Book Synopsis A Hanging in Nacogdoches by : Gary B. Borders
Download or read book A Hanging in Nacogdoches written by Gary B. Borders and published by University of Texas Press. This book was released on 2006-04-01 with total page 241 pages. Available in PDF, EPUB and Kindle. Book excerpt: Murder, race, politics, and polemics in Texas' oldest town, 1870-1916.

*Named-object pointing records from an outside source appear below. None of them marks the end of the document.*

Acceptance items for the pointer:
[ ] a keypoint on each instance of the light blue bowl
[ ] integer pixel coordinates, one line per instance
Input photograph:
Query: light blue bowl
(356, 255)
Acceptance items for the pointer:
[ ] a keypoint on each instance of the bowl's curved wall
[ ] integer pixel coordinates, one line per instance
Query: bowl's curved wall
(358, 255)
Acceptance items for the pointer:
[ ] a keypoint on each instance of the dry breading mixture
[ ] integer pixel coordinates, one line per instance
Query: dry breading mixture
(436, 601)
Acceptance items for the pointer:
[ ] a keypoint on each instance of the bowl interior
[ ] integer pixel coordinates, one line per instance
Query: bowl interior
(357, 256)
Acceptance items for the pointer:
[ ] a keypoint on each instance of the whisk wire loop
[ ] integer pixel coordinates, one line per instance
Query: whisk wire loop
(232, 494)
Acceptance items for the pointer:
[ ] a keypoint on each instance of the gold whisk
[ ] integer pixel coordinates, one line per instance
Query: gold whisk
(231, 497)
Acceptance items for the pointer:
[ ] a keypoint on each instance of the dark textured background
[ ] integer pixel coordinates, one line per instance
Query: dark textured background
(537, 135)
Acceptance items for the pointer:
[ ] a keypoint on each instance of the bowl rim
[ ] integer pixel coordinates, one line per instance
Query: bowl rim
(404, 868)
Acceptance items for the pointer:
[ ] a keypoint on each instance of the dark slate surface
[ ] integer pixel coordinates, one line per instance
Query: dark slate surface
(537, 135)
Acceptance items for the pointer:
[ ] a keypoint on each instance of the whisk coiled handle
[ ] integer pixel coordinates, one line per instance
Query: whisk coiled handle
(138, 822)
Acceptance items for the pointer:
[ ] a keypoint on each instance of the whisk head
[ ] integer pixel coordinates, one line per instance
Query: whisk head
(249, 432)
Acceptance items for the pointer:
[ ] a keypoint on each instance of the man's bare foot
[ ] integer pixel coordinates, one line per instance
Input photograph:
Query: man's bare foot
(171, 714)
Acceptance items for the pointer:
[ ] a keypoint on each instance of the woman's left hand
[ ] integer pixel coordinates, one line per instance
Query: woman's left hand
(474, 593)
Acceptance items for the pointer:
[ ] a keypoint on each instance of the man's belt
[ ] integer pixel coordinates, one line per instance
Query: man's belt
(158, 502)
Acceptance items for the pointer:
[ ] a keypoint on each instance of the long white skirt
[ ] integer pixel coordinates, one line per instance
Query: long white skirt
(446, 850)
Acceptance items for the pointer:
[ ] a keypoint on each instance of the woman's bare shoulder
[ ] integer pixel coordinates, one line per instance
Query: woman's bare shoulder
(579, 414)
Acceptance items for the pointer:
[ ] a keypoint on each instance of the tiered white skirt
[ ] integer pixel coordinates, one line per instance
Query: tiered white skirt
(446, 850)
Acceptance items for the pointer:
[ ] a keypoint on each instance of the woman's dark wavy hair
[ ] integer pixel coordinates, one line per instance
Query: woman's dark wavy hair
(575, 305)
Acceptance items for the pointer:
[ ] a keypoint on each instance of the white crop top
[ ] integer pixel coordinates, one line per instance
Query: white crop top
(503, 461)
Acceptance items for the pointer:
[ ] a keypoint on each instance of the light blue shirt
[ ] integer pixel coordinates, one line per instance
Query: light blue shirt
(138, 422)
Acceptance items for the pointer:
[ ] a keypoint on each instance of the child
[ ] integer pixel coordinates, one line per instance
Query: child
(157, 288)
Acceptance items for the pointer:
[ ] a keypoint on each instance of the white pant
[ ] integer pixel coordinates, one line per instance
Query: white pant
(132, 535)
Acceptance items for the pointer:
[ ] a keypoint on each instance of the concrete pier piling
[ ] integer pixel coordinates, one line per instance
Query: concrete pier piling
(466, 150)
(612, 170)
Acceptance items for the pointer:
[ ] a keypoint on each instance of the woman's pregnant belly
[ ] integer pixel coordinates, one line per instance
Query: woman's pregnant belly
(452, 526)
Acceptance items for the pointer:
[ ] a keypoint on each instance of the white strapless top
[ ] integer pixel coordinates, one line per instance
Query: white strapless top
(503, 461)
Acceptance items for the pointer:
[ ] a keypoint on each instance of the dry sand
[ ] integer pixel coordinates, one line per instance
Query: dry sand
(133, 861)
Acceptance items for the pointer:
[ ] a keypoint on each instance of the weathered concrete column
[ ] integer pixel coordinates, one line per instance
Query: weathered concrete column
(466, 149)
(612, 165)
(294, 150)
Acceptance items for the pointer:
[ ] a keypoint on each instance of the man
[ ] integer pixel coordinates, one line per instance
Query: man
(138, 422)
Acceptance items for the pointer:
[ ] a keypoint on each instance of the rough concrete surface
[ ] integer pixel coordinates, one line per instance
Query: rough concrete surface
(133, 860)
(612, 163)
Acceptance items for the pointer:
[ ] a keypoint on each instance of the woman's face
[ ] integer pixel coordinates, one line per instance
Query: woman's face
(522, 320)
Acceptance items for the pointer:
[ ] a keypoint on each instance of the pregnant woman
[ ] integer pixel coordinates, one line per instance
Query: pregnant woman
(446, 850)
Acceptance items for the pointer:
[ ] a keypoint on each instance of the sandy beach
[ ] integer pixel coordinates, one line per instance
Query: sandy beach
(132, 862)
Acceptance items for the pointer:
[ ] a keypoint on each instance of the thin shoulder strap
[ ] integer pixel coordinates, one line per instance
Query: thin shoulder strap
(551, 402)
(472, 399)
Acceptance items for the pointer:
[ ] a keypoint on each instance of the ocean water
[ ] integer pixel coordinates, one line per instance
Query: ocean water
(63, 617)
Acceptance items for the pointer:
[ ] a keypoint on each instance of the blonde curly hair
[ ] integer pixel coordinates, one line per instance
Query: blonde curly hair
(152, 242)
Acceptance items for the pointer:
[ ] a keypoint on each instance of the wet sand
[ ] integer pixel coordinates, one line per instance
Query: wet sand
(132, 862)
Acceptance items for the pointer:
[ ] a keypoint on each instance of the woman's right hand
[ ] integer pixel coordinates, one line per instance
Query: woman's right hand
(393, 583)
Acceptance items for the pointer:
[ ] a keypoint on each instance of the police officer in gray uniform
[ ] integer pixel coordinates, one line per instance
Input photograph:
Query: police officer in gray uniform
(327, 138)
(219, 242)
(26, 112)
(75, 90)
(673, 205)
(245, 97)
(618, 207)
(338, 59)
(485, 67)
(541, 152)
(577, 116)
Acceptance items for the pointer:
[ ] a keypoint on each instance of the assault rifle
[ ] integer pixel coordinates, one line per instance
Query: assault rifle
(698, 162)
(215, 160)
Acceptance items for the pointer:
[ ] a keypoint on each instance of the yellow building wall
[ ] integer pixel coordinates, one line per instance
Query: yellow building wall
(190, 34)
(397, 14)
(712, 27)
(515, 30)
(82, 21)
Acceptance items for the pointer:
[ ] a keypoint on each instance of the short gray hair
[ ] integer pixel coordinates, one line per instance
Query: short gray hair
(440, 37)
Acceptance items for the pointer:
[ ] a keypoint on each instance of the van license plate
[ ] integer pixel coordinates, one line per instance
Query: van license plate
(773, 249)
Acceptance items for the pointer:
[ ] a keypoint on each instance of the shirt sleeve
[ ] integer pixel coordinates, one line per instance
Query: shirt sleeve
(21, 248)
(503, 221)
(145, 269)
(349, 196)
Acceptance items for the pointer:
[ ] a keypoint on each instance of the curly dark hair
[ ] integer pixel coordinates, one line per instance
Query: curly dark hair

Book Synopsis Trammel's Trace by : Gary L. Pinkerton
Download or read book Trammel's Trace written by Gary L. Pinkerton and published by Texas A&M University Press. This book was released on 2016-11-01 with total page 394 pages. Available in PDF, EPUB and Kindle. Book excerpt: Trammel’s Trace tells the story of a borderlands smuggler and an important passageway into early Texas. Trammel’s Trace, named for Nicholas Trammell, was the first route from the United States into the northern boundaries of Spanish Texas. From the Great Bend of the Red River it intersected with El Camino Real de los Tejas in Nacogdoches. By the early nineteenth century, Trammel’s Trace was largely a smuggler’s trail that delivered horses and contraband into the region. It was a microcosm of the migration, lawlessness, and conflict that defined the period. By the 1820s, as Mexico gained independence from Spain, smuggling declined as Anglo immigration became the primary use of the trail. Familiar names such as Sam Houston, David Crockett, and James Bowie joined throngs of immigrants making passage along Trammel’s Trace. Indeed, Nicholas Trammell opened trading posts on the Red River and near Nacogdoches, hoping to claim a piece of Austin’s new colony. Austin denied Trammell’s entry, however, fearing his poor reputation would usher in a new wave of smuggling and lawlessness. By 1826, Trammell was pushed out of Texas altogether and retreated back to Arkansas Even so, as author Gary L. Pinkerton concludes, Trammell was “more opportunist than outlaw and made the most of disorder.”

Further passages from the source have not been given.